Melansir data Badan Pangan Nasional (National Food Agency, NFA), tahun ini produksi bawang merah nasional mencapai 1,42 juta ton dengan kebutuhan tahunan sebanyak 1,18 juta ton. Stok akhir 2022 diperkirakan mencapai 0,24 juta ton sehingga NFA pun tidak merencanakan impor bawang merah.
Bawang memang menjadi salah satu dari 9 komoditas pangan selain padi, jagung, kedelai, gula konsumsi, telur unggas, daging unggas, daging ruminansia, dan cabai yang dikelola oleh NFA berdasarkan Peraturan Presiden Nomor 66 Tahun 2021. Lembaga ini bertugas menetapkan rencana kebutuhan pangan melalui Sistem Nasional Neraca Komoditas (SNANK) dengan operator Perum BULOG dan ID FOOD.

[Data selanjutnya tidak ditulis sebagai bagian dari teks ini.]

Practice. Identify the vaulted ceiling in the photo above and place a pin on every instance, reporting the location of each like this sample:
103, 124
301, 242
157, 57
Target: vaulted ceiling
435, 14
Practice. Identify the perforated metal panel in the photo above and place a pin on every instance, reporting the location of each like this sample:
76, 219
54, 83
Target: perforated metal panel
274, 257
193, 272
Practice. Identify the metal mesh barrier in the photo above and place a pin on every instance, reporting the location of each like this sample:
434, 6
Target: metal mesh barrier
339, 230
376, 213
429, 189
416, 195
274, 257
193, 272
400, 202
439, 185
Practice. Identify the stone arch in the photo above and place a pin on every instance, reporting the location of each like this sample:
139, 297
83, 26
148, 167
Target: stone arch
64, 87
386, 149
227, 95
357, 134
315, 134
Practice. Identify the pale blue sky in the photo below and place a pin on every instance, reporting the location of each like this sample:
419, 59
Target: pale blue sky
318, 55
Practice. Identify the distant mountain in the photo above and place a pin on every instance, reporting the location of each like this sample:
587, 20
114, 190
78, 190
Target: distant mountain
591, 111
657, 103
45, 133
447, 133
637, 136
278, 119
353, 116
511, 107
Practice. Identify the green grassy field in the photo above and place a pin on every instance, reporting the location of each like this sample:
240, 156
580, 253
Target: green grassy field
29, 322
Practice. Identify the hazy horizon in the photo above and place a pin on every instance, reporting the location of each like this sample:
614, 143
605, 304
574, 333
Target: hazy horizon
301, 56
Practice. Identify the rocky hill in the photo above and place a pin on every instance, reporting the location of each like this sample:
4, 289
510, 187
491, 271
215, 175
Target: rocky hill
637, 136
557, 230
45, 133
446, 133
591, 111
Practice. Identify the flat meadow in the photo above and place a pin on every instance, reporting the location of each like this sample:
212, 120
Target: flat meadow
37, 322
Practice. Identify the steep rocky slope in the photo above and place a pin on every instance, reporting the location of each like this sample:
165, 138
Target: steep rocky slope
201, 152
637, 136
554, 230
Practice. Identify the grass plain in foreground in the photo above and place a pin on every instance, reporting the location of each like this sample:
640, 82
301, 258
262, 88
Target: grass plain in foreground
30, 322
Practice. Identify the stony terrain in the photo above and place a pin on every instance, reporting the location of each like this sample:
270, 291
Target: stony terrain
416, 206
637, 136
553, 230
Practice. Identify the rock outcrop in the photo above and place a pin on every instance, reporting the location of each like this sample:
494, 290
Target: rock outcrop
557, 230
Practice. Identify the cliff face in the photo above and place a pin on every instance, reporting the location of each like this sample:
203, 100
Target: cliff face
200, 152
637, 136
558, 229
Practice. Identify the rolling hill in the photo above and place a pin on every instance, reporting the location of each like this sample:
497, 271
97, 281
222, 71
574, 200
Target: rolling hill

Dalam penyelenggaraan Cadangan Pangan Pemerintah (CPP) meliputi komoditas bawang, gula konsumsi, telur unggas, daging unggas, daging ruminansia, dan cabai, NFA menjalankan penugasan buffer stock (stok penyangga) dan pengadaan stok secara komersial atau business to business (B to B) yang dilakukan oleh ID FOOD dan BUMN lainnya, yaitu PT Perkebunan Nusantara, bahkan BULOG. Importasi tetap akan dilakukan jika pasokan dalam negeri tidak tersedia atau tidak mencukupi.
Peran aktif NFA benar-benar sangat diharapkan bisa menjaga stabilitas harga dan distribusi pangan nasionalsehingga tidak ada lagi istilah mengorbankan petani demi melindungi konsumen. Pasalnya, kebijakan impor begitu cepat diambil dengan alasan stabilitas harga dan “mengabaikan” penderitaan petani yang dirugikan dengan turunnya harga jual. Sementara saat harga di tingkat petani jatuh, pemerintah seolah tutup mata dan lamban mengambil tindakan.
Karena itu, NFA harus membuat kebijakan terintegrasi yang mampu menyelaraskan kebijakan pangan dari 18 kementerian/lembaga terkait untuk menepis ego sektoral. Diperlukan pula kesatuan data pangan agar tidak salah langkah mengambil keputusan yang pada ujungnya merugikan petani sebagai produsen pangan.